Apple has reached a preliminary agreement with Intel to manufacture some chips for its devices—a deal that would end years of estrangement between the two companies and mark one of the more consequential shifts in the semiconductor industry in recent memory, the Wall Street Journal reported.
The two companies have been in intensive talks for over a year, with a formal agreement taking shape in recent months, per WSJ. Neither Apple nor Intel has commented publicly. Intel shares surged nearly 15% on the news; Apple was up roughly 1.7%.
The deal would be a significant shot in the arm for Intel’s long-struggling foundry business—and a symbolic homecoming of sorts. Apple relied on Intel processors for its Mac lineup from 2006 until 2020, when it made the celebrated pivot to its own Apple Silicon chips. Intel shares have now climbed more than 200% this year.
TSMC can only do so much, and Apple Knows It
At the heart of this is a supply chain problem Apple can no longer ignore. TSMC, which manufactures every advanced chip Apple currently uses, is running at full tilt—its wafer capacity stretched thin by soaring AI chip demand from the likes of Nvidia. Apple is TSMC’s second-largest customer. On its April earnings call, CEO Tim Cook acknowledged the company has “less flexibility in the supply chain than we normally would,” with Mac and iPhone supply both constrained by advanced node shortages.
Bloomberg reported earlier this week that Apple had also held exploratory talks with Samsung, with executives visiting the Korean giant’s chip plant under construction in Texas. But analyst Ben Bajarin of Creative Strategies put it plainly: “Intel is the only place that can scale up capacity as a viable second source.”
Intel’s 18A-P node—not the current one—is likely Apple’s target
The deal’s fine print matters here. Intel is currently ramping high-volume production at its Chandler, Arizona fab on its 18A node—comparable to TSMC’s 2nm process.
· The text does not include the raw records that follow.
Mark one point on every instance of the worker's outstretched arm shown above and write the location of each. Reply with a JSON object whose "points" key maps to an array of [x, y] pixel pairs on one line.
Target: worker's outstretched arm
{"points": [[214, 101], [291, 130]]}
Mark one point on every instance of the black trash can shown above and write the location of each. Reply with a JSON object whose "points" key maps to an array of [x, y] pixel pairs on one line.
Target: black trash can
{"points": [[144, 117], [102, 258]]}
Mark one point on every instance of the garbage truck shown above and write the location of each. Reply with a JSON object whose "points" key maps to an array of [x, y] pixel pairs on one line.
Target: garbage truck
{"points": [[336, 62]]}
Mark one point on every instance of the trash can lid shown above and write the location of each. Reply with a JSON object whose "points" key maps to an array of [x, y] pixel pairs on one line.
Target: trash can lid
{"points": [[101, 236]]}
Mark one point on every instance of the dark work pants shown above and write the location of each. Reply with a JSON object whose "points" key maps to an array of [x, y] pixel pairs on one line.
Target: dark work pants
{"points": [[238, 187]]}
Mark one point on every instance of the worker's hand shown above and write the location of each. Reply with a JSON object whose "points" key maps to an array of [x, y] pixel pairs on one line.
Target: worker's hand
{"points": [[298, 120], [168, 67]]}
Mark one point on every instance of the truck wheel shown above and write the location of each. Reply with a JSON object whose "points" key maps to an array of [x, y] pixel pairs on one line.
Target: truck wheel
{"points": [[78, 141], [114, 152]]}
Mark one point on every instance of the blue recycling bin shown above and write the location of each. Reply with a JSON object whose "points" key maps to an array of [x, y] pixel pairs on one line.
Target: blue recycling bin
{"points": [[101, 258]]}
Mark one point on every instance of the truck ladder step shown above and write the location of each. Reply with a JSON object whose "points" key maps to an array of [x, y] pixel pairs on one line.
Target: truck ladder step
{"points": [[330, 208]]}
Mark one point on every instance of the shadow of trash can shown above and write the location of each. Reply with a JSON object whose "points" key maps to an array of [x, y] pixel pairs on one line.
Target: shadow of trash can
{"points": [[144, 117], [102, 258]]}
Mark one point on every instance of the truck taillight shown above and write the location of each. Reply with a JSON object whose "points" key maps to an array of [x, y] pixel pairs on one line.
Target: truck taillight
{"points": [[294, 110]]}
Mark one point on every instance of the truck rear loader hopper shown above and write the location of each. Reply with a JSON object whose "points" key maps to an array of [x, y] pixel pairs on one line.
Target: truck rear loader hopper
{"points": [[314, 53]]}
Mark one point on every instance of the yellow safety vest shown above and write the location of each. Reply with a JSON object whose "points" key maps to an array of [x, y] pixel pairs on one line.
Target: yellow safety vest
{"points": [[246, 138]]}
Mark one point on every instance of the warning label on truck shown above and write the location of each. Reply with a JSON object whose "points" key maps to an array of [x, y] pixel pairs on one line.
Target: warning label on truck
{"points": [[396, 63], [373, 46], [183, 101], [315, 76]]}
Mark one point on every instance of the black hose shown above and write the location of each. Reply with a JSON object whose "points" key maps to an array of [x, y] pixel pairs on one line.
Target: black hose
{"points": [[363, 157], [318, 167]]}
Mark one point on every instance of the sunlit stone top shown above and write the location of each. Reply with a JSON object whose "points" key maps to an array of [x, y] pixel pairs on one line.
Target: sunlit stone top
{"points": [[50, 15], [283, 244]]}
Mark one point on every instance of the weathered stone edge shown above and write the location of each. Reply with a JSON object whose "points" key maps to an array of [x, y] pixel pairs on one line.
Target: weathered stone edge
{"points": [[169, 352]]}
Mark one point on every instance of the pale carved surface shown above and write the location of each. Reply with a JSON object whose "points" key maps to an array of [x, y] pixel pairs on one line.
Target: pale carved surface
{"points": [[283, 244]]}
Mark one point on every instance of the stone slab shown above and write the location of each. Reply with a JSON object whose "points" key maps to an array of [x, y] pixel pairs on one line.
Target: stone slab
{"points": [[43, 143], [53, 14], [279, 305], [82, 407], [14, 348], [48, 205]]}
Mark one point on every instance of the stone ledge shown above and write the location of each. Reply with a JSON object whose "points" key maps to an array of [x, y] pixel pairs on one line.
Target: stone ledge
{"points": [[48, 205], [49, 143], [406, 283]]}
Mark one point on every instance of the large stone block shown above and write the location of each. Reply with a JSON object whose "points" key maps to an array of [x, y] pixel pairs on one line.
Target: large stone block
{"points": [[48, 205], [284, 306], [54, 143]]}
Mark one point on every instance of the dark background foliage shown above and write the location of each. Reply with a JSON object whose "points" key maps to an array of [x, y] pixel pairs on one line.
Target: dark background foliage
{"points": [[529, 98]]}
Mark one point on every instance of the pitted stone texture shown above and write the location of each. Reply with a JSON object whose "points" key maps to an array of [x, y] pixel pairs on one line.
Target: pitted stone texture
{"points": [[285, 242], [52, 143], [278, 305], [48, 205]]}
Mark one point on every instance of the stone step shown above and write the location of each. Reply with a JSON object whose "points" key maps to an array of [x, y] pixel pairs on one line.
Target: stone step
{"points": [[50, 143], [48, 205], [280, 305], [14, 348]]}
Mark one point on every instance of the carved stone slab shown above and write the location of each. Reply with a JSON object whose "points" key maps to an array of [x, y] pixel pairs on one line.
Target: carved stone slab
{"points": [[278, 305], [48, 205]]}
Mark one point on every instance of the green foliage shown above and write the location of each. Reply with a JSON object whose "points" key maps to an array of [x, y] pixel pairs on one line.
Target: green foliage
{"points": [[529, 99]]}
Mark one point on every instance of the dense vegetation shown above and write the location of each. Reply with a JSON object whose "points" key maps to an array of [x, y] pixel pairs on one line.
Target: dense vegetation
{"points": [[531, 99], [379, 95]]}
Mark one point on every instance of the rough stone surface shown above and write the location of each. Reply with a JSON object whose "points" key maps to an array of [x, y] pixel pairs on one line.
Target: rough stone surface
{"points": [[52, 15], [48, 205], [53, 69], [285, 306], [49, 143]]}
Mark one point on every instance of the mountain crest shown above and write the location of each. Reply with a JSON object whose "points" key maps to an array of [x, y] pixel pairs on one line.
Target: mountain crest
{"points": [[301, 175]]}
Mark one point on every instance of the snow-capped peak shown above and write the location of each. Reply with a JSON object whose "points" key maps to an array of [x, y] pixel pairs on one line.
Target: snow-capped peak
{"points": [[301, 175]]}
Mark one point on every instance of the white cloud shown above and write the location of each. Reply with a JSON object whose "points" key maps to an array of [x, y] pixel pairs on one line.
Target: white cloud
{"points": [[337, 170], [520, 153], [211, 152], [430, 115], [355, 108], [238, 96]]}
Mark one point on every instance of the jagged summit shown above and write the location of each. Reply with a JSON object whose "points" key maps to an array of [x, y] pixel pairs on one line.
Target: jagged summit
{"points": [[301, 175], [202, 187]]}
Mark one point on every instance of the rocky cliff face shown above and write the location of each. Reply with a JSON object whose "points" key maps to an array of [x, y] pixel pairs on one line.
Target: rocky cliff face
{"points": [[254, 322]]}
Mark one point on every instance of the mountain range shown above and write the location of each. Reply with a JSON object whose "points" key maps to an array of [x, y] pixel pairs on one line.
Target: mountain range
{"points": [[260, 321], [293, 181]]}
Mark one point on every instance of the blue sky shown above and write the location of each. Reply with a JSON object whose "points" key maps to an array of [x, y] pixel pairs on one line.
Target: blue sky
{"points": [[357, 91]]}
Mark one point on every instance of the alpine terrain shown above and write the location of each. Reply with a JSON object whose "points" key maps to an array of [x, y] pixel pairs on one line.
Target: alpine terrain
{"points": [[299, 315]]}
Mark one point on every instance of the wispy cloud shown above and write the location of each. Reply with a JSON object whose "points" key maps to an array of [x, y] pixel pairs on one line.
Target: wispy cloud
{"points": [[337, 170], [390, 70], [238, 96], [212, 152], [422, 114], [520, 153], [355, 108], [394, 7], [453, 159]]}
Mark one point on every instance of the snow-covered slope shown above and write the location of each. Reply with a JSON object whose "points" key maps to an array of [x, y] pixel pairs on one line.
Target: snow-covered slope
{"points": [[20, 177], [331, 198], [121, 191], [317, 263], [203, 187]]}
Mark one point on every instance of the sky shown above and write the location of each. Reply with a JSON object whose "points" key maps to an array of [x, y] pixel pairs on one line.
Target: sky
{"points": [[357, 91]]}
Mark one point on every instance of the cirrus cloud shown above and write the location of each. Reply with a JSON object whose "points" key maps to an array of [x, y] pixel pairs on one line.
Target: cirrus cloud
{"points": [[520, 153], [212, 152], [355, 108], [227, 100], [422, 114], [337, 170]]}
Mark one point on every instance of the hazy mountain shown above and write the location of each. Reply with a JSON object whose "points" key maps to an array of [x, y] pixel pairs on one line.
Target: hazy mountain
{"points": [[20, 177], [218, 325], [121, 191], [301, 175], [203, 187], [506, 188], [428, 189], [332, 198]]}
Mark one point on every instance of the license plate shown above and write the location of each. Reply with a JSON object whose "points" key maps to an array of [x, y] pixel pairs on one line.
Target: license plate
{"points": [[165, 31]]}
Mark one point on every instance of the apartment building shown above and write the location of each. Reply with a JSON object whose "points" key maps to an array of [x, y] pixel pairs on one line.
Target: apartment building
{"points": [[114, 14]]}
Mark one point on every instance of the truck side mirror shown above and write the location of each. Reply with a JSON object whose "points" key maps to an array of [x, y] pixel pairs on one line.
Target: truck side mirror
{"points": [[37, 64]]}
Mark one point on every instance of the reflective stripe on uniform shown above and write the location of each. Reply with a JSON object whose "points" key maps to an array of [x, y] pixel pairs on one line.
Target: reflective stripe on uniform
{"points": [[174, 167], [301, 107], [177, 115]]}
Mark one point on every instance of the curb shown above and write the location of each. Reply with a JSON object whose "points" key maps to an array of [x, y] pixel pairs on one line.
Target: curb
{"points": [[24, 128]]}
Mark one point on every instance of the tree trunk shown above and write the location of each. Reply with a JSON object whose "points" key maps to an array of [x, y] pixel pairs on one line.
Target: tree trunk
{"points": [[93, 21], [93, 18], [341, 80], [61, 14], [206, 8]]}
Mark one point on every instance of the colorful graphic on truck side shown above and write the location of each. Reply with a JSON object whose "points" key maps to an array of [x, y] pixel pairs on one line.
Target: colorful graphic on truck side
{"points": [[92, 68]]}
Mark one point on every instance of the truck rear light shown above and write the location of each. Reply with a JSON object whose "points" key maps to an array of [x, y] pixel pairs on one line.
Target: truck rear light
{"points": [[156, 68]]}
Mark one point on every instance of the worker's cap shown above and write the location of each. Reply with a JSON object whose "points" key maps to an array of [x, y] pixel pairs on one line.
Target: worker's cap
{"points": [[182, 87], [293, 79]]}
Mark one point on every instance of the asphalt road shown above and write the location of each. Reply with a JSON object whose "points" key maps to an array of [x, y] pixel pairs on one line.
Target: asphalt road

But Bajarin described 18A as “a little bit rough,” suggesting Apple will likely wait for Intel’s next iteration, 18A-P, which he expects could scale as early as next year.
Supply chain analyst Ming-Chi Kuo reported late last year that Intel is expected to begin shipping Apple’s lowest-end M processor—used in the MacBook Air and iPad Pro—on the 18A-P node as early as the second or third quarter of 2027, pending PDK milestone releases. Shipments for that chip are projected at 15–20 million units annually.
The WSJ also noted that Commerce Secretary Howard Lutnick met repeatedly with Apple leadership, including Tim Cook, to push the deal—and that President Trump personally made the case for Intel during a White House meeting with Cook.